Embora a psique haitiana possa afinal se restabelecer, a forma que sua capital, Porto Príncipe, assumirá é um enigma. O caminho escolhido pode significar a diferença entre o retorno a um status quo infeliz ou um futuro mais brilhante.
Quando um violento terremoto atingiu Áquila, na Itália, em abril passado, o auxílio emergencial foi extraordinário, escreveu Michael Kimmelman no "New York Times". Mas agora, relatou, "o futuro de Áquila em longo prazo está em dúvida". "A escassez de dinheiro, vontade política, bom senso arquitetônico e atenção internacional [...] ameaça acabar o que o terremoto começou."
Não é pouca coisa reconstruir uma cidade onde cerca de 110 mil monumentos e artefatos foram afetados pelo tremor, ou aparecer com os bilhões necessários. Áquila era uma localidade medieval graciosa, um centro cultural e uma cidade universitária.
"Se não reconstruirmos adequadamente", disse o prefeito Massimo Cialente a Kimmelman, "será uma vergonha para toda a nação". "Teremos outra Pompeia", acrescentou.
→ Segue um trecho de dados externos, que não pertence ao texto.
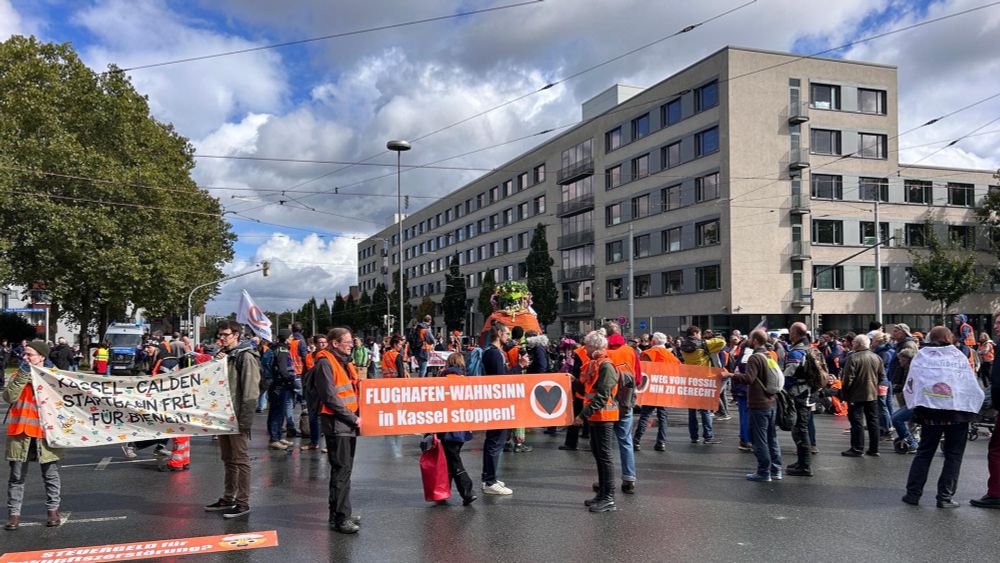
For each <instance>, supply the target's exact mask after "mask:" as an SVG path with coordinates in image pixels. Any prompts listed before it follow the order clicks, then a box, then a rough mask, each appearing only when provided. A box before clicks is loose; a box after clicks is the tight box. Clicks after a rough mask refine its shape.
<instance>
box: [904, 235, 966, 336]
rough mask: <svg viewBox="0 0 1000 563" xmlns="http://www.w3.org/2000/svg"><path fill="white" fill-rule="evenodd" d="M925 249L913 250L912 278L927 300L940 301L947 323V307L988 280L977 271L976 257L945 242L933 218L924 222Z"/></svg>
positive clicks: (912, 258)
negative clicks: (926, 249)
mask: <svg viewBox="0 0 1000 563" xmlns="http://www.w3.org/2000/svg"><path fill="white" fill-rule="evenodd" d="M924 231H925V233H926V237H925V238H926V243H927V250H926V251H923V252H921V251H918V250H910V257H911V259H912V260H913V264H912V265H911V266H910V276H911V279H912V280H913V281H914V282H915V283H916V284H917V285H918V286H919V287H920V293H921V294H923V296H924V298H925V299H927V300H928V301H933V302H936V303H939V304H940V305H941V324H942V325H945V326H947V319H946V316H947V313H948V308H949V307H951V306H952V305H954V304H955V303H958V302H959V301H960V300H961V299H962V298H963V297H965V296H966V295H968V294H970V293H973V292H974V291H976V290H977V289H979V286H981V285H982V284H983V282H984V281H985V277H984V276H981V275H979V274H977V273H976V257H975V255H974V254H973V252H972V251H971V250H967V249H965V248H963V247H962V246H961V245H960V244H956V243H954V242H949V243H948V244H944V243H942V242H941V240H940V239H938V237H937V235H936V234H935V233H934V228H933V224H932V223H931V222H930V221H927V222H926V223H924Z"/></svg>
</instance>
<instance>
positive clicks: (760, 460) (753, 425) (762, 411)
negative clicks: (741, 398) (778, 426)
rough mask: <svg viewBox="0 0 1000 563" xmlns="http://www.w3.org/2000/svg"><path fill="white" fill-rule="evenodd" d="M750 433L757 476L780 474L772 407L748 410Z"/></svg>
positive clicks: (776, 417) (777, 447) (774, 419)
mask: <svg viewBox="0 0 1000 563" xmlns="http://www.w3.org/2000/svg"><path fill="white" fill-rule="evenodd" d="M750 433H751V434H752V435H753V455H755V456H756V457H757V474H758V475H777V474H779V473H781V446H780V445H778V425H777V415H776V413H775V410H774V407H769V408H765V409H750Z"/></svg>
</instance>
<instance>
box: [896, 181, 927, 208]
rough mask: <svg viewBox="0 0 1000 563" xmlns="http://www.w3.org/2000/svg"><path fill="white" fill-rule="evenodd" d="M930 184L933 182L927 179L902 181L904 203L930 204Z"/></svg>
mask: <svg viewBox="0 0 1000 563" xmlns="http://www.w3.org/2000/svg"><path fill="white" fill-rule="evenodd" d="M932 186H933V183H932V182H930V181H928V180H905V181H904V183H903V193H904V195H905V198H906V203H919V204H921V205H930V204H931V201H932V199H931V189H932Z"/></svg>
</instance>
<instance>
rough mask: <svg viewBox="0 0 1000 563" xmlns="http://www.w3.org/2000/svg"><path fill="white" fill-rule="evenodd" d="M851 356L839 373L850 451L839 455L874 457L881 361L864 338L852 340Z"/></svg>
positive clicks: (876, 431) (857, 337)
mask: <svg viewBox="0 0 1000 563" xmlns="http://www.w3.org/2000/svg"><path fill="white" fill-rule="evenodd" d="M851 344H852V347H853V350H854V351H853V353H852V354H851V355H850V356H848V357H847V361H846V362H844V368H843V369H842V370H841V372H840V379H841V382H842V383H843V387H842V388H841V391H840V392H841V397H842V398H843V399H844V401H846V402H847V419H848V420H849V421H850V423H851V447H850V449H847V450H845V451H843V452H841V455H843V456H845V457H861V456H862V455H870V456H878V455H879V454H878V441H879V432H878V409H877V401H878V384H879V382H880V381H882V378H883V374H884V368H883V366H882V358H879V357H878V354H876V353H874V352H872V351H871V350H870V348H869V347H870V344H871V342H870V341H869V340H868V336H867V335H865V334H859V335H857V336H855V337H854V341H853V342H852V343H851ZM865 427H867V429H868V449H867V450H865V449H864V447H865V438H864V428H865Z"/></svg>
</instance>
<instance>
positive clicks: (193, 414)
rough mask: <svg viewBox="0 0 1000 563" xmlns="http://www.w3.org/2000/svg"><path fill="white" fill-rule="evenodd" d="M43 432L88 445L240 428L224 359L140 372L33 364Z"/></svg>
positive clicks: (63, 443) (208, 433) (101, 445)
mask: <svg viewBox="0 0 1000 563" xmlns="http://www.w3.org/2000/svg"><path fill="white" fill-rule="evenodd" d="M31 376H32V384H33V386H34V388H35V398H36V400H37V402H38V412H39V416H40V417H41V422H42V426H43V428H44V429H45V439H46V441H47V442H48V443H49V445H50V446H52V447H57V448H86V447H90V446H103V445H106V444H119V443H124V442H137V441H140V440H162V439H164V438H172V437H174V436H209V435H213V434H236V433H237V432H238V431H239V430H238V427H237V424H236V415H235V412H234V411H233V404H232V399H230V395H229V380H228V374H227V372H226V360H214V361H211V362H207V363H204V364H199V365H196V366H192V367H190V368H187V369H184V370H181V371H173V372H169V373H161V374H157V375H147V376H138V377H108V376H106V375H98V374H94V373H84V372H71V371H60V370H57V369H55V368H51V369H45V368H39V367H37V366H32V368H31Z"/></svg>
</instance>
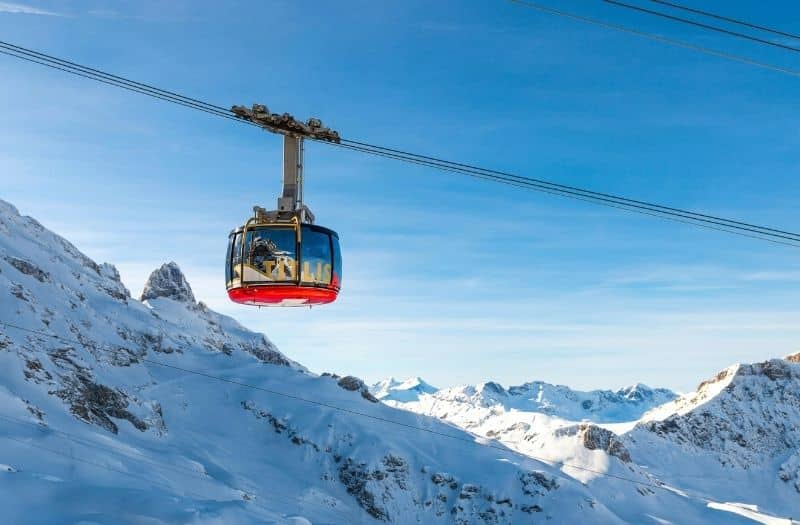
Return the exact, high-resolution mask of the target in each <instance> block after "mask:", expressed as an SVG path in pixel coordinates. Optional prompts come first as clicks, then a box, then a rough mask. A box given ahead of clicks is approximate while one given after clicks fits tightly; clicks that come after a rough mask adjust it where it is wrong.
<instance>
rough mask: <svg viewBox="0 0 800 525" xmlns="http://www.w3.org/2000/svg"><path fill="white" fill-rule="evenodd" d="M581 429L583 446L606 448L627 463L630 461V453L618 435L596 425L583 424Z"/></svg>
mask: <svg viewBox="0 0 800 525" xmlns="http://www.w3.org/2000/svg"><path fill="white" fill-rule="evenodd" d="M581 431H582V433H583V446H584V447H586V448H587V449H589V450H604V451H605V452H607V453H608V454H609V455H610V456H614V457H617V458H619V459H621V460H622V461H624V462H625V463H630V461H631V455H630V453H629V452H628V450H627V449H626V448H625V445H623V443H622V441H620V440H619V438H618V437H617V435H616V434H614V433H613V432H611V431H610V430H606V429H604V428H600V427H598V426H596V425H581Z"/></svg>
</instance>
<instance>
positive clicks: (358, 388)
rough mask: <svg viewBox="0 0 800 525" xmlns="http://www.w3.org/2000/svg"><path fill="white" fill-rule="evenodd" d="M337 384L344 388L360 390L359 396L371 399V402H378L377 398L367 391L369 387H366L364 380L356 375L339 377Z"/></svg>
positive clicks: (349, 389) (344, 388)
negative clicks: (359, 377)
mask: <svg viewBox="0 0 800 525" xmlns="http://www.w3.org/2000/svg"><path fill="white" fill-rule="evenodd" d="M337 384H338V385H339V386H340V387H342V388H344V389H345V390H350V391H352V392H361V397H363V398H364V399H366V400H368V401H371V402H372V403H377V402H378V399H377V398H376V397H375V396H373V395H372V394H371V393H370V392H369V388H368V387H367V385H366V383H364V381H363V380H362V379H360V378H358V377H355V376H345V377H343V378H341V379H339V381H338V383H337Z"/></svg>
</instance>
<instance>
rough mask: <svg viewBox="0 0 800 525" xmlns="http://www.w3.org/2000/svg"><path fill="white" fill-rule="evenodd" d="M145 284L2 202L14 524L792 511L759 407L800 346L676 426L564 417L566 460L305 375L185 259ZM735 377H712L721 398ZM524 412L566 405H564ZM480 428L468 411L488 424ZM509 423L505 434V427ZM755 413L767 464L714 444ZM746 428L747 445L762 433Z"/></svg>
mask: <svg viewBox="0 0 800 525" xmlns="http://www.w3.org/2000/svg"><path fill="white" fill-rule="evenodd" d="M140 298H141V300H137V299H135V298H133V297H131V294H130V293H129V291H128V290H127V289H126V287H125V286H124V285H123V284H122V283H121V282H120V279H119V274H118V272H117V271H116V270H115V269H114V267H113V266H111V265H108V264H102V265H99V264H96V263H95V262H94V261H92V260H90V259H89V258H88V257H86V256H85V255H83V254H82V253H81V252H80V251H78V250H77V249H76V248H75V247H74V246H72V245H71V244H70V243H69V242H67V241H66V240H64V239H63V238H61V237H59V236H58V235H56V234H54V233H52V232H50V231H48V230H47V229H45V228H44V227H43V226H42V225H41V224H39V223H38V222H36V221H35V220H34V219H31V218H28V217H23V216H21V215H19V213H18V212H17V211H16V209H14V208H13V206H11V205H10V204H8V203H5V202H3V201H0V322H1V323H3V324H0V429H2V430H1V431H0V432H1V433H0V505H2V508H3V522H6V523H15V524H16V523H36V524H39V523H114V524H117V523H137V524H138V523H148V524H162V523H203V524H206V523H208V524H211V523H215V524H216V523H291V524H295V525H297V524H304V523H377V522H390V523H401V524H418V523H458V524H473V523H475V524H493V525H494V524H511V523H536V522H540V521H547V522H550V523H601V524H618V523H682V524H683V523H690V524H691V523H698V524H699V523H708V522H717V523H749V522H750V521H749V520H748V519H747V518H744V517H741V516H739V514H747V513H749V514H750V515H752V516H757V517H758V518H759V519H762V520H766V519H773V520H777V519H778V518H774V517H770V515H772V516H784V517H786V516H788V515H789V514H790V513H795V514H798V513H800V512H797V511H798V509H799V508H800V507H798V505H797V502H798V499H800V492H798V489H797V488H796V487H795V481H794V480H795V478H794V477H792V476H793V475H796V472H797V461H796V459H792V458H793V456H792V454H793V452H792V450H794V451H795V452H796V449H797V446H796V443H797V441H796V440H795V439H796V432H797V428H796V426H794V427H793V426H792V425H795V421H796V420H791V419H786V421H785V423H786V424H785V426H784V427H782V430H781V431H782V432H783V433H784V434H792V436H794V437H792V438H791V439H789V438H784V439H783V440H782V441H781V440H779V439H778V438H777V437H776V436H777V435H778V434H776V433H769V428H770V425H771V422H770V420H769V419H765V418H771V417H777V416H779V415H780V414H785V415H786V417H787V418H791V417H795V416H796V413H795V412H792V411H791V410H790V409H789V408H787V407H786V406H784V405H785V404H787V403H792V402H796V400H797V397H796V386H797V384H796V383H797V370H796V368H797V367H798V366H800V365H797V364H792V363H788V362H786V363H785V365H784V364H781V365H780V366H779V368H782V369H784V371H783V372H780V374H784V375H782V376H780V377H778V376H776V377H778V379H777V380H775V382H774V383H770V384H772V385H773V386H775V387H776V388H778V386H779V388H780V391H779V392H780V393H778V391H777V390H771V392H772V393H773V395H772V397H765V396H766V394H765V392H766V390H754V388H756V386H755V385H760V386H759V387H758V388H763V389H768V388H769V386H770V384H768V383H765V382H764V381H765V380H764V378H765V377H766V378H769V376H771V375H775V374H776V373H775V372H774V368H775V367H772V368H770V367H767V369H763V368H762V369H759V370H761V371H762V372H763V374H762V375H753V376H752V378H753V379H752V381H753V383H752V384H751V383H748V384H747V385H745V386H742V388H741V391H740V392H739V391H737V392H738V393H737V396H739V395H740V396H741V399H740V400H739V401H737V402H735V403H733V402H731V403H728V404H725V405H724V406H723V404H722V403H721V402H720V404H719V405H714V404H712V403H710V402H709V401H706V402H705V403H703V404H702V405H699V404H698V405H697V406H695V405H692V402H691V401H690V400H685V399H684V398H680V399H678V400H676V401H674V403H676V408H675V409H674V411H673V412H674V413H675V414H676V415H675V416H674V418H678V419H676V420H675V423H674V425H673V423H664V425H666V426H659V422H667V421H670V417H669V416H668V415H666V414H663V415H659V414H656V415H655V416H653V418H652V419H649V420H647V421H645V422H642V423H640V424H638V425H637V426H636V428H635V429H634V430H633V431H631V432H629V433H627V434H624V435H616V434H614V433H612V432H611V431H609V430H606V429H603V428H600V427H597V426H594V425H593V424H590V423H575V424H574V425H573V426H571V427H570V426H569V425H567V426H564V425H561V424H560V423H559V425H557V428H556V426H554V430H558V432H557V434H558V435H555V434H554V435H553V436H550V437H549V438H548V439H550V442H551V443H552V444H554V445H556V446H557V447H561V448H560V449H558V450H556V449H554V450H552V451H548V452H549V453H551V454H550V456H549V457H553V456H559V455H560V456H562V457H567V458H570V459H571V460H572V461H571V462H570V465H571V466H569V465H565V464H563V463H561V462H559V460H558V459H556V460H555V461H552V462H550V463H546V462H541V461H538V460H536V459H534V458H532V457H526V456H524V455H521V454H519V453H515V452H513V451H511V450H510V448H505V447H504V446H503V445H501V444H500V443H497V442H494V443H492V442H488V441H487V440H486V439H484V438H480V437H476V436H474V435H473V434H471V433H468V432H467V431H465V430H460V429H458V428H457V427H455V426H453V425H452V424H451V423H448V422H442V421H439V420H438V419H435V418H433V417H430V416H428V415H421V414H414V413H412V412H410V411H408V410H398V409H396V408H392V407H390V406H387V405H386V404H384V403H378V402H377V400H376V398H375V396H374V395H373V394H372V393H370V392H369V390H368V389H367V387H366V385H364V383H363V382H362V381H360V380H359V379H357V378H355V377H351V376H344V377H339V376H337V375H333V374H323V375H316V374H314V373H311V372H310V371H308V370H307V369H306V368H304V367H303V366H302V365H300V364H298V363H296V362H294V361H292V360H291V359H289V358H288V357H286V356H284V355H283V354H282V353H281V352H279V351H278V349H277V348H275V346H274V345H273V344H272V343H271V342H270V341H269V340H268V339H267V338H266V337H265V336H263V335H261V334H257V333H254V332H251V331H249V330H247V329H246V328H244V327H243V326H241V325H240V324H239V323H237V322H236V321H235V320H233V319H231V318H229V317H226V316H223V315H220V314H217V313H215V312H213V311H212V310H210V309H209V308H207V307H206V306H205V305H204V304H203V303H202V302H197V301H196V298H195V297H194V294H193V293H192V291H191V287H190V285H189V283H188V282H187V280H186V278H185V276H184V275H183V273H182V272H181V271H180V269H179V268H178V266H177V265H175V264H174V263H171V264H166V265H164V266H162V267H160V268H158V269H156V270H155V271H154V272H153V275H152V276H151V278H150V280H149V281H148V283H147V285H146V286H145V290H144V292H143V293H142V295H141V296H140ZM265 315H268V314H265ZM53 336H55V337H53ZM781 363H783V362H781ZM343 366H344V365H343ZM776 366H778V365H776ZM764 370H767V371H766V372H764ZM787 371H788V372H787ZM193 372H194V373H193ZM787 374H788V375H787ZM212 376H213V377H212ZM215 377H216V378H219V379H214V378H215ZM748 377H750V376H748ZM770 381H771V380H770ZM412 383H413V382H412ZM396 387H399V385H393V386H392V387H388V386H387V390H388V391H389V392H390V393H391V392H392V391H393V390H392V389H393V388H394V389H395V390H396V391H397V392H409V393H411V392H413V395H414V396H416V397H417V398H418V400H417V401H413V402H411V403H421V402H422V400H425V399H428V398H431V397H434V396H436V395H439V394H440V392H437V391H435V389H433V388H432V387H429V385H426V384H424V382H421V381H420V382H417V383H416V385H411V384H409V385H407V388H404V389H399V390H397V389H396ZM417 387H419V388H417ZM532 388H533V387H532ZM727 389H728V387H727V386H725V387H724V388H722V389H721V390H720V391H719V392H716V390H713V389H711V390H709V392H711V391H712V390H713V391H714V392H716V393H715V394H714V396H715V397H714V398H715V399H716V398H719V397H720V396H721V395H722V393H724V392H727ZM510 390H511V389H509V391H510ZM531 392H532V390H531ZM753 392H755V393H756V394H757V395H756V397H755V398H748V397H747V395H748V393H751V394H752V393H753ZM506 394H507V395H508V396H511V394H510V392H506ZM587 395H588V394H587ZM621 395H622V397H625V395H626V394H624V393H623V394H621ZM636 395H637V394H634V395H633V397H636ZM642 395H643V398H646V397H647V396H646V395H644V394H642ZM709 395H710V394H709ZM754 395H755V394H754ZM548 396H550V397H548ZM548 396H543V399H544V398H548V399H551V402H550V404H551V405H552V404H553V401H552V400H553V399H555V398H554V397H552V395H550V394H548ZM759 396H760V397H759ZM519 397H520V399H522V398H526V397H531V398H533V397H534V396H533V394H532V393H530V394H529V393H525V394H520V396H519ZM590 397H591V396H590ZM600 397H602V396H600ZM600 397H597V398H595V397H591V400H592V401H593V403H594V402H595V401H596V402H598V403H600ZM579 398H580V396H579ZM515 399H516V398H515ZM584 400H585V399H584V398H580V401H579V402H578V403H579V404H581V403H582V401H584ZM390 402H392V403H399V401H396V400H395V401H390ZM537 402H538V401H537ZM411 403H406V404H411ZM520 403H522V401H520ZM680 403H683V404H681V405H680V407H687V409H686V410H683V409H680V408H678V404H680ZM557 404H558V403H557ZM761 404H763V407H761V408H763V410H757V409H758V408H759V407H760V406H761ZM463 405H464V406H465V407H466V405H467V403H463ZM519 406H522V405H519ZM531 406H532V405H531ZM603 406H604V407H605V405H603ZM608 406H611V405H608ZM626 406H627V405H626ZM331 407H338V408H339V409H338V410H337V409H333V408H331ZM498 407H499V408H498ZM702 407H714V408H713V411H712V412H711V413H712V414H713V416H714V417H716V418H718V419H716V420H715V425H714V426H713V427H711V428H713V429H714V432H713V433H714V436H717V437H719V438H720V440H721V441H713V445H709V446H705V447H704V446H702V443H703V442H704V441H703V439H702V438H701V437H698V436H700V435H701V434H699V433H700V432H701V430H702V429H701V428H698V427H697V424H698V422H700V421H702V420H703V417H704V416H700V415H697V416H696V418H697V419H696V421H695V419H693V418H694V417H695V416H694V415H693V414H695V413H698V414H699V412H697V411H698V410H702V409H703V408H702ZM475 408H476V410H483V411H488V412H487V413H486V421H489V416H491V414H490V413H489V412H491V411H492V410H496V411H498V412H501V411H505V412H507V413H509V414H510V413H513V412H517V413H522V412H523V411H522V409H521V408H518V407H517V408H515V407H513V406H511V405H509V406H508V408H507V409H506V407H505V405H502V404H500V405H491V406H477V405H476V407H475ZM500 409H502V410H500ZM464 410H466V408H465V409H464ZM583 410H585V411H588V412H591V411H592V407H589V408H584V409H583ZM598 410H600V409H598ZM603 410H605V412H604V413H608V414H611V413H613V412H614V409H611V408H608V409H605V408H604V409H603ZM603 410H600V411H603ZM659 410H660V409H659ZM682 410H683V411H682ZM744 410H749V412H747V414H749V415H748V417H750V418H751V419H748V420H747V421H748V422H747V423H746V424H745V423H741V421H744V420H743V419H742V418H741V417H740V416H741V414H740V412H738V411H744ZM476 414H477V413H476ZM526 414H528V415H530V414H533V415H534V416H536V417H543V418H551V419H552V420H553V421H555V420H556V419H558V420H559V421H565V420H564V419H561V418H560V417H559V416H558V415H557V411H555V412H552V413H550V414H547V413H543V412H540V413H533V412H527V413H526ZM650 414H654V413H653V412H651V413H650ZM561 415H562V416H565V415H566V412H565V413H562V414H561ZM656 416H657V417H656ZM441 417H442V418H443V419H450V418H449V417H448V415H446V414H441ZM608 417H611V416H608ZM648 417H649V416H648ZM709 417H711V416H709ZM732 417H739V420H737V421H739V422H737V423H736V425H740V426H735V425H733V422H731V421H730V420H729V418H732ZM674 418H673V419H674ZM759 418H762V419H759ZM615 421H616V420H615ZM725 421H727V422H728V425H729V426H728V427H725V426H724V422H725ZM740 423H741V424H740ZM487 425H488V423H487ZM464 426H466V425H464ZM486 428H488V426H487V427H482V426H480V425H479V426H476V427H474V428H473V431H474V432H475V433H478V434H481V433H483V434H484V435H489V434H488V432H484V430H485V429H486ZM520 428H522V427H520ZM673 428H679V429H680V431H674V432H673V431H672V429H673ZM420 429H423V430H425V431H423V430H420ZM501 430H503V431H504V432H500V433H498V434H497V436H498V437H499V439H500V440H503V441H505V440H506V437H507V436H510V435H511V434H510V433H508V432H505V431H507V430H508V429H505V428H503V429H501ZM744 430H752V431H753V432H755V433H756V435H757V436H762V435H763V434H762V433H764V432H767V433H768V435H766V436H765V438H766V439H765V441H764V442H763V446H761V447H760V448H758V449H757V451H754V455H753V456H752V458H751V459H752V461H760V462H762V463H758V464H752V463H747V465H748V468H747V469H746V468H745V467H744V466H742V464H740V463H736V464H734V463H733V462H728V463H723V462H722V461H720V459H719V458H721V457H726V456H727V455H729V454H734V453H736V452H737V451H738V450H739V449H729V448H727V447H728V445H725V443H727V441H725V440H726V439H728V436H729V435H730V436H733V434H726V432H742V431H744ZM692 435H694V436H695V438H694V439H693V440H692V439H690V437H689V436H692ZM448 436H449V437H448ZM723 438H724V439H723ZM751 438H752V436H750V435H749V434H747V435H746V436H745V439H744V441H742V443H744V445H742V444H740V445H738V446H741V447H744V448H747V449H749V448H752V447H754V446H755V445H754V440H753V439H751ZM534 441H535V440H534ZM542 443H544V441H542ZM482 444H484V445H485V444H490V445H491V447H489V446H481V445H482ZM508 444H509V447H516V445H515V444H514V443H512V442H511V441H508ZM557 447H556V448H557ZM520 450H522V448H521V447H520ZM559 451H560V452H559ZM529 453H530V452H529ZM535 455H537V456H539V455H541V454H535ZM673 462H677V463H676V464H678V463H679V462H683V463H680V464H681V465H689V464H692V462H696V464H702V465H712V464H713V465H718V466H714V468H712V469H710V472H711V473H712V474H714V475H717V474H719V473H726V472H727V471H728V470H729V471H731V472H733V471H735V472H737V473H739V472H746V474H748V475H751V474H752V475H753V476H754V477H751V478H749V479H752V480H756V481H757V482H758V483H763V485H759V486H757V487H756V488H755V489H754V488H753V487H752V486H751V487H750V488H749V490H748V486H747V483H746V481H745V480H746V479H747V478H743V477H739V478H736V477H735V476H732V477H731V479H732V480H734V481H732V482H731V483H736V485H735V487H734V486H732V485H731V486H730V487H728V486H727V485H726V486H725V487H728V488H730V492H725V491H723V490H722V489H719V490H718V489H717V487H716V486H712V485H706V484H703V483H702V481H703V478H702V476H697V479H691V478H690V475H697V470H696V469H695V470H692V471H686V472H687V473H686V476H685V477H680V476H679V475H678V474H676V472H675V471H673V470H672V469H671V468H670V465H671V464H672V463H673ZM643 465H644V466H643ZM778 466H780V468H781V470H780V472H778V471H774V472H773V470H774V469H773V467H774V468H778ZM578 467H580V468H578ZM645 467H646V468H645ZM582 468H591V470H592V472H589V471H586V470H582ZM714 469H716V470H714ZM719 469H723V470H719ZM725 469H727V470H725ZM737 469H738V470H737ZM606 474H608V476H607V475H606ZM767 474H775V475H774V476H773V477H771V478H770V477H769V476H768V475H767ZM681 475H683V474H681ZM737 475H738V474H737ZM612 476H615V477H612ZM623 478H624V479H623ZM784 478H785V479H784ZM631 481H633V482H638V483H640V484H639V485H637V484H636V483H632V482H631ZM662 483H665V484H667V485H668V490H667V489H660V488H659V485H660V484H662ZM729 485H730V484H729ZM651 487H652V488H651ZM665 487H666V486H665ZM725 487H723V488H725ZM725 490H728V489H727V488H726V489H725ZM729 493H730V494H733V495H734V496H733V498H735V499H733V498H731V499H723V501H736V502H741V503H746V504H757V505H759V506H761V507H760V509H759V510H753V509H752V508H747V507H742V506H735V505H722V506H719V505H717V504H716V503H710V502H709V501H708V500H707V498H708V497H713V498H714V499H720V498H727V494H729ZM767 493H770V494H771V496H769V497H767V496H765V494H767ZM774 523H789V521H788V520H786V519H783V521H774Z"/></svg>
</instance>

Nenhum plano grandioso de reconstrução foi discutido depois do catastrófico tsunami de 26 de dezembro de 2004, que deixou mais de 200 mil mortos na Ásia. Aldeias e famílias inteiras foram varridas.
Cinco anos depois, a paisagem é diferente. A enxurrada de ajuda financeira -US$ 12 bilhões para todas as áreas afetadas e cerca de US$ 1 bilhão para Tâmil Nadu, o Estado mais atingido da Índia- transformou a região e a sua economia, noticiou o "New York Times". Muita gente melhorou de vida.
J. Sasikala perdeu todas as suas posses, inclusive sua choupana de barro. Ela agora vive em uma casa de concreto com sala, cozinha e dormitório, abastecida com gás e eletricidade. De uma agência humanitária, recebeu treinamento para fazer artesanato.
Ela também se tornou proprietária do imóvel. As autoridades consideraram que todas as novas casas deveriam ficar em nome de mulheres. Os homens bebem e jogam, disseram eles. As mulheres são mais confiáveis. O "New York Times" noticiou que 50 mil casas foram construídas na costa de Tâmil Nadu e que, com as mulheres registradas como proprietárias, o tecido social se alterou. Os homens se queixaram, mas aquiesceram. O status das mulheres foi elevado, e muitas estão mandando suas filhas para a escola. Elas têm mais controle sobre as finanças domésticas.
K. Maniplan, vizinho de Sasikala, contou ao "New York Times" que chegou a se perguntar se a aldeia iria se recuperar. Agora, afirmou, ele acha estranhamente que o tsunami foi bom.
Pode ser difícil imaginar como, mas será possível que algum dia os haitianos digam o mesmo do terremoto de 2010?